Fitrah diri menjadi sarana setiap orang untuk mencari pengetahuan tentang rububiyah Allah. Setiap ulil amr menjalankan fungsi dirinya dengan pengetahuan tentang tuhan. Dengan cara itu, dia menjalankan amar ma’ruf dan mencegah kemunkaran. Dengan cara itu pulalah umat terbaik bisa terbentuk.  Apabila setiap orang dalam masyarakat mengerti untuk apa dirinya diciptakan maka masyarakat akan sangat makmur, berkah melimpah akan dikaruniakan oleh rabbul ‘alamiin melalui orang-orang yang mengenal rububiyah-Nya, dan akan terbentuk masyarakat yang sangat beradab, makmur lahir dan bathin.

KEADAAN UMAT ZAMAN MODEREN


Umat islam zaman ini berada dalam keadaan jauh dari umat terbaik. Kitab suci tidak dipahami sebagaimana tuntunan nabi sehingga masyarakat kehilangan pemahaman terhadap arti agama. Sebagian cendekiawan merumuskan obat bagi kemunduran umat islam tanpa memahami makna alquran sesuai tuntunan rasulullah SAW. Dengan hal itu, umat islam semakin terperosok dalam perselisihan.

Sebagian besar muslimin saat ini terpengaruh dengan dakwah yang menyeru untuk menjadi muwahidun sebagai metode untuk menggerakkan muslimin mencapai kemajuan. Hal itu sebenarnya jauh dari islam, dan justru menjerumuskan umat pada kebodohan. Apabila diteliti dengan baik, tauhid yang diajarkan oleh rasulullah SAW tidak seperti yang dipahami oleh kaum muwahidun. Tauhid kaum muwahidun merupakan half truth dari tauhid nabi.

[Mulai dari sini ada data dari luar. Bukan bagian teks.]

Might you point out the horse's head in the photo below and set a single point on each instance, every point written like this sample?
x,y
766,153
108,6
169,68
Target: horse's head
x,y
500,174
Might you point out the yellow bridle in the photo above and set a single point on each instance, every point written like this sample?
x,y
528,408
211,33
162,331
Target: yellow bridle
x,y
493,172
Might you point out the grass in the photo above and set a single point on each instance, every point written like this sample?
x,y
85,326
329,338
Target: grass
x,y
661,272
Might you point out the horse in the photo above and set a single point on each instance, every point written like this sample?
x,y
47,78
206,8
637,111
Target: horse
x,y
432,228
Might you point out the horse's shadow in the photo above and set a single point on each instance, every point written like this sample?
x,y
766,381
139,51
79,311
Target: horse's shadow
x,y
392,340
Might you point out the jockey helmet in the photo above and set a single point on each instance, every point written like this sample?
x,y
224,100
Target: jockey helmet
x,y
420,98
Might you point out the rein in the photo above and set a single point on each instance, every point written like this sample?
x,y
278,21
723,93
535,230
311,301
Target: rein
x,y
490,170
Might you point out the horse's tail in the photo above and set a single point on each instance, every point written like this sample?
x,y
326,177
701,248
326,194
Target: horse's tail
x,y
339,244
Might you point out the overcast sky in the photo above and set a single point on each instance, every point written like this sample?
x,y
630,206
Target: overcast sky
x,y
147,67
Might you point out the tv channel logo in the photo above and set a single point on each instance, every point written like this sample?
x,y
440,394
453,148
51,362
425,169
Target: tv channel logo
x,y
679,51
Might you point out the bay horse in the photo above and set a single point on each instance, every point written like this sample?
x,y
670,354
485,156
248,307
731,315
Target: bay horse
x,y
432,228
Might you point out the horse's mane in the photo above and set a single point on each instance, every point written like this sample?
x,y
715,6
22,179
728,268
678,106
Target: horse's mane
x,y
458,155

Kaum muwahidun mencela orang-orang yang berpolitik tanpa mempunyai solusi bagi masalah politik umat.  Mereka menetapkan solusi bagi segala problem yang menimpa umat ini dengan sebuah metode  berupa tashfiyah dan tarbiyah. Meskipun dalam beberapa ratus tahun metode itu terbukti hanya membuat kekacauan di negara berpenduduk muslim, dan dicurigai menjadi sumber akar terorisme internasional,  mereka tetap meyakini bahwa metode itu adalah obat segala masalah. Dalam bidang politik, solusi politik dan keumatan yang ada dalam alquran tidak dipahami, dan hanya mencela orang-orang yang berpolitik tanpa memberikan masukan, arahan dan metode praktis yang dapat diimplementasikan dalam praktek politik.

Di sisi lain, sebagian kaum muslimin yang menjadi  pelaku politik praktis telah berusaha bersungguh-sungguh untuk menjadikan umat mempunyai kekuatan untuk tegak di atas agama. Akan tetapi perlu pemahaman lebih fundamental terhadap alquran dan sunnah agar kaum muslimin dapat tegak mencapai umat terbaik yang berakhlak mulia. Saat ini, petunjuk-petunjuk alquran untuk menuju tegaknya umat terbaik tampak belum terumuskan dengan baik selaras dengan petunjuk nabi. Hal itu menjadi salah satu sebab umat islam dipandang sebagai kaum yang tidak mempunyai pengaruh. Juga tidak terfilternya komunitas politisi dari masuknya orang-orang yang bergabung dengan motivasi memperoleh kekuasaan di antara masyarakat. Tidak dipungkiri bahwa tidak sedikit muslimin yang berpolitik termotivasi oleh pencapaian kekuasaan dan harta semata.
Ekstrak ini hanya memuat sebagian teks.